Mr Saktiandi Supaat (Bishan-Toa Payoh GRC) said the ceiling shift appeared to target workers earning more than $6,000 monthly, and asked if the Government considers this group to be at risk of not having adequate savings for retirement.
“One would expect this group to be capable of going out and investing in their own endowment insurance or other instruments for the longer term. Is it therefore necessary to mandate that such workers contribute a greater proportion of their wages to the CPF, considering the opportunity cost to these workers?” he said.
He added that the move could also add financial pressures on smaller firms, which will need to pay increased employer contributions.

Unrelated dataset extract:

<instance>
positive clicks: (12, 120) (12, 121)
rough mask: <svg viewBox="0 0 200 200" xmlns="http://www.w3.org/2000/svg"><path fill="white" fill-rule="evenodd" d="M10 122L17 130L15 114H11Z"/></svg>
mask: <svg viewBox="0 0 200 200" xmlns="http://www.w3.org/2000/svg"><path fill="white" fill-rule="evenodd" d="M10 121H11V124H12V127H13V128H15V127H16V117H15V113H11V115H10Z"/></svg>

With inflation a concern for many, Mr Saktiandi said some people have asked why the interest rates on CPF funds have not been increased in tandem.
With aggressive rate hikes by the US Federal Reserve and increasing interest rates across central banks, Mr Saktiandi said the CPF Ordinary Account’s interest rate of 2.5 per cent and the Special and MediSave accounts’ interest rate of 4 per cent are “relatively unattractive compared to other investment options like fixed deposits”.

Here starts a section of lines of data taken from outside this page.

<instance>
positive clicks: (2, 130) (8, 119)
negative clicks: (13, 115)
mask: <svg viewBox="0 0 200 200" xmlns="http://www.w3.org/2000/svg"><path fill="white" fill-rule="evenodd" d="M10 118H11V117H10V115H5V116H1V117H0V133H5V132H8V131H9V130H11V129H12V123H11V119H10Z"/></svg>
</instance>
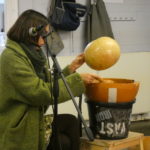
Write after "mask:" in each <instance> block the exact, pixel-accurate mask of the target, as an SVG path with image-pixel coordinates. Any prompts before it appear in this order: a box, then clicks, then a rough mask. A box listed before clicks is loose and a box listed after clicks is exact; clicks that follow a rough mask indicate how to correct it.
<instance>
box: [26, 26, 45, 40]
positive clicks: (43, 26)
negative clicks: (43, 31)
mask: <svg viewBox="0 0 150 150" xmlns="http://www.w3.org/2000/svg"><path fill="white" fill-rule="evenodd" d="M43 27H44V25H39V26H37V27H31V28H30V29H29V35H30V36H33V37H35V36H37V34H38V32H39V31H41V30H42V28H43Z"/></svg>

He then asked if there was any intention to revise these rates.
Singapore’s core inflation is projected to average 3.5 per cent to 4.5 per cent in 2023, and headline inflation to average 5.5 per cent to 6.5 per cent.
Leader of the Opposition and WP chief Pritam Singh (Aljunied GRC) proposed that with the salary ceiling shift, the Government should also simultaneously reconsider the percentage of CPF funds credited into the three CPF accounts.
He suggested that a higher proportion of the contributions be allocated to the Special Account instead of the Ordinary Account at an earlier age, given its higher interest rate.
Separately, several MPs also spoke on senior employability.
Ms Tan said that with inflation, businesses are facing increasing operating costs. She welcomed the move in Budget 2023 to provide additional support to employers to hire senior workers with the extension of the Senior Employment Credit (SEC) and the Part-time Re-employment Grant till 2025.
She added that with the training and reskilling of seniors for suitable jobs being a challenge, it was heartening to know that the pilot for the Jobs-Skills Integrators would be in sectors that have higher concentrations of mature workers.
The Jobs-Skills Integrators scheme, announced in the Budget, will appoint institutions to help both workers and employers to identify high-quality courses that industries will find relevant.
Mr Singh also supported the extension of the SEC, but proposed to take this a step further by conducting studies on how the scheme can be enhanced to better motivate employers to hire seniors.
“In view of our rapidly ageing population, has the Government undertaken any studies to consider the fiscal impact of raising the SEC? There must be an upside for employers as we undertake this cultural shift towards making the workplace more family-friendly,” he said.